The S&P 500 has been rallying in recent weeks, recovering all of the ground it lost in January and February. The sharp rebound has been impressive, inspiring optimists to claim that the old bull market has been revived and upside momentum is once again in the driver’s seat. Perhaps, but the true test awaits. Hanging in the balance is the question of whether the latest pop is a dead-cat bounce in a bear market or a genuine revival that makes fools of tactical asset allocators who turned cautious in recent months.

As usual with real-time analysis of market activity, there’s a conflicting set of numbers to consider, leaving a gray area for deciding which set of indicators are legitimate… or not. All is obvious in retrospect, of course, but the clarity of the past gives way to the murkiness of the present as we struggle to interpret previous patterns for current conditions. That said, the current state of market affairs looks unusually precarious. It appears that we’re at the put-up-or-shut-up moment that could be decisive for the medium-term future. But, hey, no pressure.

Let’s start with the positive. As the chart below shows, there’s a strong tailwind blowing for US equities in recent weeks. The S&P 500 has inched into positive territory on a year-to-date basis for the first time this year. But there’s a long way to go before the 50-day moving average recovers lost ground relative to the 200-day average. Yes, those are arbitrary numbers for defining momentum—the same applies for all moving averages, for that matter. In any case, the current profile of the 50- and 200-day averages imply that a genuine momentum signal that convincingly falls into the bullish column is still a ways off.

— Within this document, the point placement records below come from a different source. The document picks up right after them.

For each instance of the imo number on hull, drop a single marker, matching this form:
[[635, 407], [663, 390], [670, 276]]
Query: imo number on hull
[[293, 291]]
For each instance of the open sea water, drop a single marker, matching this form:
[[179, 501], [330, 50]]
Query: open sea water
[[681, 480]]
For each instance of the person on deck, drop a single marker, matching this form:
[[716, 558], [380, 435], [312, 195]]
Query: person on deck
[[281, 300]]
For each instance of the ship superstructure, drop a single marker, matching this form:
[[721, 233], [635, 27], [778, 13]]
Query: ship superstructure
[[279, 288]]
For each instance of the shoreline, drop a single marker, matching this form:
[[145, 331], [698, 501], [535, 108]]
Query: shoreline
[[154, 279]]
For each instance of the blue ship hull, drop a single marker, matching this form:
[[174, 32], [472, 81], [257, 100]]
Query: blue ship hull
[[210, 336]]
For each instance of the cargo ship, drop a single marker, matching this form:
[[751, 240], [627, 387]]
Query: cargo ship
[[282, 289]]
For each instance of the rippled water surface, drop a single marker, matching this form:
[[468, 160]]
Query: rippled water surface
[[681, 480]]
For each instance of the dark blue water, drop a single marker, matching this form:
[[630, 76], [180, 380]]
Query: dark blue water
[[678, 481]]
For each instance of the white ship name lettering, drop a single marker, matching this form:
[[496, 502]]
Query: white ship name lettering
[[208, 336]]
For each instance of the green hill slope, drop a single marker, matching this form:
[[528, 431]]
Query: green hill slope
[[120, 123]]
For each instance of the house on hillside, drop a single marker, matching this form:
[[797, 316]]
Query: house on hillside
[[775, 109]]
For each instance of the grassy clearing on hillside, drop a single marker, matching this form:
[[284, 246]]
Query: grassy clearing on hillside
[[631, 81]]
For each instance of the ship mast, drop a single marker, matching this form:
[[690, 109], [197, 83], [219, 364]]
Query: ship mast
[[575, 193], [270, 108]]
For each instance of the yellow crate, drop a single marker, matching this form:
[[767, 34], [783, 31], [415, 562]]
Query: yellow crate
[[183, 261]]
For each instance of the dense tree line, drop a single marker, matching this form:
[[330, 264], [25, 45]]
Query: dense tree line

Keep in mind that the trouble for the long-running bull market in US stocks hit its biggest challenge last August, when China’s central bank triggered a bearish change in global sentiment with a surprise currency devaluation. It’s been a rocky road for US equities ever since, albeit with two major recovery attempts. The first—in the last quarter of 2015—ended in failure. The second is in progress, with an unclear outcome at the moment.